# Epsilon greedy policy-MC On Policy


the best known action based on our experience is selected with (1-epsilon) probability and the rest of time i.e. with epsilon probability any action is selected randomly.

initially epsilon is 1 so we can explore more but as we do many iterations we slowly decrease the epsilon to 0 ( which is exploitation → choosing the best known action)
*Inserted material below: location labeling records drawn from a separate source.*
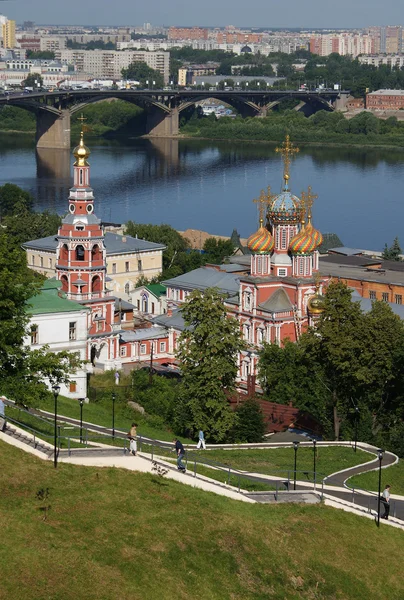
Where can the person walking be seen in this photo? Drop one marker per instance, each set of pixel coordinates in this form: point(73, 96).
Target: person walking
point(201, 440)
point(132, 435)
point(180, 450)
point(386, 502)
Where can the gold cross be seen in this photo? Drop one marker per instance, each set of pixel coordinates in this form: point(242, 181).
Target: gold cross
point(307, 201)
point(262, 202)
point(287, 150)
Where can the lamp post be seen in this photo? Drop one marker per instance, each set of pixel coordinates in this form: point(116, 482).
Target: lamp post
point(295, 447)
point(81, 401)
point(380, 453)
point(56, 391)
point(314, 460)
point(113, 414)
point(356, 426)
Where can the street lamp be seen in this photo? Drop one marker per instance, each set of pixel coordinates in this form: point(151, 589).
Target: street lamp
point(81, 401)
point(380, 453)
point(295, 447)
point(56, 392)
point(314, 460)
point(113, 414)
point(356, 426)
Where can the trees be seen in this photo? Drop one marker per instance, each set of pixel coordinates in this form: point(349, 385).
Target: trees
point(394, 252)
point(207, 350)
point(140, 71)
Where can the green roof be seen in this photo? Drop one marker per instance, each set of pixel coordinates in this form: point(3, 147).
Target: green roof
point(156, 289)
point(48, 301)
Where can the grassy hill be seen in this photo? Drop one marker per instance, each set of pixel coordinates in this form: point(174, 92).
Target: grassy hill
point(114, 534)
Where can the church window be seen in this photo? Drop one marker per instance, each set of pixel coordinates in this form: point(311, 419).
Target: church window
point(72, 330)
point(34, 335)
point(283, 239)
point(80, 252)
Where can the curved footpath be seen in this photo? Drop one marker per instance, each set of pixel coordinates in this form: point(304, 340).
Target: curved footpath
point(335, 486)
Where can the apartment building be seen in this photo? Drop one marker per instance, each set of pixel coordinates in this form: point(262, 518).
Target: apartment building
point(109, 63)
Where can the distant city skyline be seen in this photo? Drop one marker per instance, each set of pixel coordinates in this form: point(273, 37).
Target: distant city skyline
point(265, 13)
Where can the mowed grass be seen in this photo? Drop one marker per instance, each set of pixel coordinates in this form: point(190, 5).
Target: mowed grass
point(100, 413)
point(278, 461)
point(393, 476)
point(114, 534)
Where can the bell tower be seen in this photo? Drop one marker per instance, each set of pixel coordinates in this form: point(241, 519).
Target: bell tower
point(80, 255)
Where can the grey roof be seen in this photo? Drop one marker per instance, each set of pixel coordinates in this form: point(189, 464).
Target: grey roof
point(278, 302)
point(147, 333)
point(205, 277)
point(113, 242)
point(176, 320)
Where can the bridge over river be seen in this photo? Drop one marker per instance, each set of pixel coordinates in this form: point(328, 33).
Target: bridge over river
point(53, 110)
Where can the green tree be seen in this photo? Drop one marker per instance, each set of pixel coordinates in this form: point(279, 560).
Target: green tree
point(140, 71)
point(207, 350)
point(394, 252)
point(249, 426)
point(34, 80)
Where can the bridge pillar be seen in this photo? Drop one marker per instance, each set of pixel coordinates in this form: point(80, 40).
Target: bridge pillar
point(52, 130)
point(162, 124)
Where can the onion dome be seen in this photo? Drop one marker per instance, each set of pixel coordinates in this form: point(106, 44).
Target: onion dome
point(81, 153)
point(306, 241)
point(315, 305)
point(262, 241)
point(285, 207)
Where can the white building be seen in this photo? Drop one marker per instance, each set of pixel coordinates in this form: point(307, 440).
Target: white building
point(62, 325)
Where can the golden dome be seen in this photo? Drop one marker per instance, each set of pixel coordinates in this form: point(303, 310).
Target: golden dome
point(81, 153)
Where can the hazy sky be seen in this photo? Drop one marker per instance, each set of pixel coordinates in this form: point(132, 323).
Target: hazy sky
point(261, 13)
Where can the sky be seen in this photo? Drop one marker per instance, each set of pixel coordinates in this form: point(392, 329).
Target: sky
point(259, 13)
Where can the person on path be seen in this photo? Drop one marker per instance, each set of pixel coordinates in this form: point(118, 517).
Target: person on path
point(180, 450)
point(386, 502)
point(132, 437)
point(201, 440)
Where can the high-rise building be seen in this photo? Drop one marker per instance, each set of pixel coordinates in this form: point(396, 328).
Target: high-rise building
point(8, 29)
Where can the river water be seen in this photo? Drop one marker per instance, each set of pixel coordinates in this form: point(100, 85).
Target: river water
point(210, 185)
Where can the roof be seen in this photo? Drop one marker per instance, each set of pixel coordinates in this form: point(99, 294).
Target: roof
point(278, 302)
point(48, 301)
point(156, 289)
point(114, 244)
point(206, 277)
point(147, 333)
point(176, 320)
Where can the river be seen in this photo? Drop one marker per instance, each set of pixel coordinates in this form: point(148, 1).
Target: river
point(210, 185)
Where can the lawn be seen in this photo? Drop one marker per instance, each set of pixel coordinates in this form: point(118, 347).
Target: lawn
point(393, 476)
point(278, 461)
point(100, 413)
point(117, 534)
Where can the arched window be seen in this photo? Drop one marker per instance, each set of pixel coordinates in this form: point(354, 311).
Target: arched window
point(96, 284)
point(96, 252)
point(64, 253)
point(65, 283)
point(79, 252)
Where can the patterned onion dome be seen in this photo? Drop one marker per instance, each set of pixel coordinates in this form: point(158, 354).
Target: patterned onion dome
point(261, 242)
point(285, 207)
point(306, 241)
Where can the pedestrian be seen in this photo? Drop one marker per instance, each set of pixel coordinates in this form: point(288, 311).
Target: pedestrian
point(180, 450)
point(132, 437)
point(386, 502)
point(201, 440)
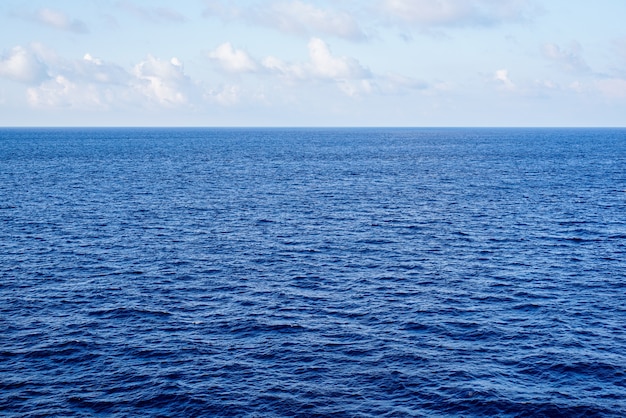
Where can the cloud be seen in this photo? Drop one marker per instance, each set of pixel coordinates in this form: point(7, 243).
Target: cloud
point(569, 59)
point(352, 78)
point(61, 92)
point(163, 82)
point(23, 65)
point(232, 60)
point(323, 65)
point(91, 83)
point(226, 95)
point(151, 14)
point(450, 13)
point(58, 20)
point(294, 17)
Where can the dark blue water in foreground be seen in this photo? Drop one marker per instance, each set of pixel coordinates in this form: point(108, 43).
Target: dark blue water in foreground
point(301, 272)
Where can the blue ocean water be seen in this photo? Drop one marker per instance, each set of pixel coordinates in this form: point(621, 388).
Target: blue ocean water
point(312, 272)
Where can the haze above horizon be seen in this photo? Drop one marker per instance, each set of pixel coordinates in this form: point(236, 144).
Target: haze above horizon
point(465, 63)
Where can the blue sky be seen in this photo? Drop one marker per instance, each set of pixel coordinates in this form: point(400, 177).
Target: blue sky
point(313, 63)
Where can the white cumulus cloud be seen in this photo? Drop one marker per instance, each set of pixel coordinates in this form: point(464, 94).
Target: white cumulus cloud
point(163, 82)
point(502, 78)
point(569, 59)
point(325, 65)
point(233, 60)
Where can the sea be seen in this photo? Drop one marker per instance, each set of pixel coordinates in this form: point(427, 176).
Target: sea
point(312, 272)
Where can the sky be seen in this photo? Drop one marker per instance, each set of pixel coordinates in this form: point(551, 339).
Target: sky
point(313, 63)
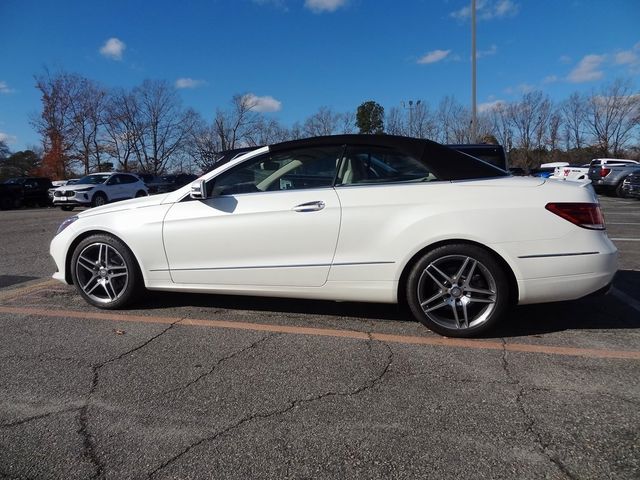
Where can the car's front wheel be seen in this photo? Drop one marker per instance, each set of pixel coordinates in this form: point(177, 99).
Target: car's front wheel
point(457, 290)
point(105, 272)
point(98, 200)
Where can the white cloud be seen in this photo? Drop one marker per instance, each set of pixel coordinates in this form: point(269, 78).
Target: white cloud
point(520, 89)
point(4, 88)
point(320, 6)
point(628, 57)
point(488, 9)
point(6, 138)
point(433, 56)
point(186, 82)
point(588, 69)
point(113, 49)
point(261, 104)
point(489, 106)
point(492, 50)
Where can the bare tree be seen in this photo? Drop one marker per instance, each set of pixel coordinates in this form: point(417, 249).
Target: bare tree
point(454, 122)
point(611, 115)
point(55, 122)
point(395, 122)
point(574, 111)
point(347, 122)
point(529, 118)
point(324, 122)
point(87, 117)
point(121, 130)
point(235, 126)
point(161, 126)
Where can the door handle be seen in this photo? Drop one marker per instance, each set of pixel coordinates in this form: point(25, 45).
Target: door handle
point(309, 206)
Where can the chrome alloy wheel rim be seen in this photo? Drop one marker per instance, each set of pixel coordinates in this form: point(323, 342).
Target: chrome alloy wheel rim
point(102, 272)
point(456, 291)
epsilon is between 0 and 1

In [14]:
import numpy as np
import sys
from collections import defaultdict


# get_epision_greedy_action_policy(Q,observation):
 
 Args:
 
        Q: A dictionary that maps from state -> action-values.
            Each value is a numpy array of length nA (see below)
            
        epsilon: The probability to select a random action . float between 0 and 1.
            
        nA: Number of actions in the environment.
            
        Returns:
        
        A function that takes the observation as an argument and returns
        the probabilities for each action in the form of a numpy array of length nA.

In [16]:
epsilon=0.1
nA=2

In [17]:
def get_epision_greedy_action_policy(Q,observation):
    
    #Choose a random action with probability epsilon / nA
    A = np.ones(nA, dtype=float) * epsilon / nA
    
    # Get the action values corresponding to the observation(action_values = Q[observation]) & then Get the greedy/best action    
    best_action = np.argmax(Q[observation])
    
    # Choose the greedy action with probability (1 - epsilon)   
    A[best_action] += (1.0 - epsilon)
    
    #return the probability scores for each action
    return A

# mc_control_epsilon_greedy(total_episodes):
        
      
    Finds an optimal epsilon-greedy policy.
    
    Args:
        
        total_episodes: Number of episodes to sample.
        epsilon: Chance the sample a random action. Float betwen 0 and 1.
    
    Returns:
        A tuple (Q, policy).
        Q is a dictionary mapping state -> action values.
        policy is a function that takes an observation as an argument and returns action probabilities

In [18]:
def mc_control_epsilon_greedy(total_episodes):
  
    returns_sum = defaultdict(float)
    
    ## store the number of times each state is visited 
    states_count = defaultdict(float)
    
    ## Action Value function to be returned 
    # where Number of actions = env.action_space.n
    Q = defaultdict(lambda: np.zeros(env.action_space.n))
    
    for k in range(total_episodes):
        
        episode = generate_episode(Q)
        
        state_actions_in_episode = list(set([(sar[0], sar[1]) for sar in episode]))
        
        for i,sa_pair in enumerate(state_actions_in_episode):
            state, action = sa_pair
    
            G = sum([sar[2] for i,sar in enumerate(episode[i:])])
            
            #Taking the means of episodes to calculate mean values
            returns_sum[sa_pair] += G
            states_count[sa_pair] += 1.0
            Q[state][action] = returns_sum[sa_pair] / states_count[sa_pair]
        
        
    return Q

In [19]:
#This generates the episode by following the epsilon greedy policy
def generate_episode(Q):
    episode = []
    current_state = env.reset()
    
    while(True):
        
        # The optimal policy to be returned
        prob_scores = get_epision_greedy_action_policy(Q,current_state)
          
         # sample the action from the epsilon greedy policy
        action = np.random.choice(np.arange(len(prob_scores)), p=prob_scores) #0 or 1
        
         # perform the action in the environment
        next_state, reward, done, _ = env.step(action)
        episode.append((current_state, action, reward))
        if done:
            break
         # update the current state
        current_state = next_state    
        
    return episode

The output array contains the value function score for all the actions for each state ( here we have only two actions 0 and 1)

In [20]:
mc_control_epsilon_greedy(50000)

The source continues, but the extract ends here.